The conference opened on Friday to news of Russian opposition leader Alexei Navalny’s death in a Siberian prison. On Saturday news of Ukraine’s withdrawal from the critical eastern city of Avdiivka was announced.

Following the EU’s decision this month to deliver an additional €50bn in aid to Ukraine, attendees have discussed what steps European countries could take to offset the loss of US support.

“We should stop moaning and whining and nagging about Trump,” said the outgoing Dutch prime minister Mark Rutte — who has been talked of as a possible successor to Stoltenberg.

“It’s up to the Americans. I’m not an American, I cannot vote in the US. We have to work with whoever is on the dance floor,” he added, praising European efforts to arm Ukraine and recent additional commitments.

German chancellor Olaf Scholz, whose government signed a €1.1bn security package for Ukraine this week, said: “If we are credible here, [Vladimir] Putin will understand that there can be no dictated peace at Russia’s behest.”

Scholz said he had spent time in Munich “urgently campaigning” for other European capitals to boost military spending.

Appearing in person, Ukrainian president Volodymyr Zelenskyy made an impassioned appeal for more weapons.

He pointedly declined to answer a question on what message he had for US politicians opposing aid, indicating it would be undiplomatic to do so. But he did invite Trump to visit Ukraine and experience “real war”, adding that he would even take the Republican presidential frontrunner to the front lines if necessary.

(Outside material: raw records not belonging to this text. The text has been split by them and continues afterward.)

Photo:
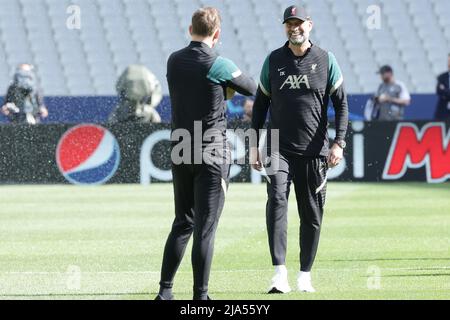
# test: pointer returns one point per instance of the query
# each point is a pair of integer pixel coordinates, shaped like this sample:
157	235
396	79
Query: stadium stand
414	38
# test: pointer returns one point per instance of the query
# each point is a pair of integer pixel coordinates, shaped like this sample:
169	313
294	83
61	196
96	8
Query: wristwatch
341	143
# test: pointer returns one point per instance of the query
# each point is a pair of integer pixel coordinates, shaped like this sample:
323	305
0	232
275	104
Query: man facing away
198	83
391	98
297	81
443	91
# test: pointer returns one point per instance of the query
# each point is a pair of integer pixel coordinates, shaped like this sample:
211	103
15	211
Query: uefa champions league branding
88	154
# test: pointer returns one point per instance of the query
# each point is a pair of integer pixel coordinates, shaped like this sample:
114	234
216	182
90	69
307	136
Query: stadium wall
96	109
130	153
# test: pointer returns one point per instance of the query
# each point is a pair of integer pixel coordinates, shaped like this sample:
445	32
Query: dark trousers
309	178
199	192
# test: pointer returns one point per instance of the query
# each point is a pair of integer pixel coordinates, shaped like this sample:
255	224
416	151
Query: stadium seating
414	38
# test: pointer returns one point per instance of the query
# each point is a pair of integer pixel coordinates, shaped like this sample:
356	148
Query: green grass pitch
379	241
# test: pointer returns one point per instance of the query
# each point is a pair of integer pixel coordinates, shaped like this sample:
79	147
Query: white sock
305	275
281	269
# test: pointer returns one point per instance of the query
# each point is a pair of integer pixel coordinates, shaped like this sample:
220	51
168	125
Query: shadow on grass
387	259
85	294
418	275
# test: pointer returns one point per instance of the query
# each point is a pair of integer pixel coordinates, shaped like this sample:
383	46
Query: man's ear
216	36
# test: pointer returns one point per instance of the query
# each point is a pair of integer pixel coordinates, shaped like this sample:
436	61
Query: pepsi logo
88	154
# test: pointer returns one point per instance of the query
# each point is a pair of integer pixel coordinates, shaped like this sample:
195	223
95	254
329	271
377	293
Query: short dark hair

“Keeping Ukraine in the artificial deficit of weapons, particularly in deficit of artillery and long-range capabilities, allows Putin to adapt to the current intensity of the war,” he said in his speech. “The self-weakening of democracy over time undermines our joint results.”

Republican politicians attending the conference faced more direct criticism from others.
“Europe is on fire,” Tobias Ellwood, the former chair of the UK parliamentary defence committee told US Senator Pete Ricketts, who sits on the Senate foreign relations committee. “We are absolutely baffled at how this is being tied to the Mexico border issue.”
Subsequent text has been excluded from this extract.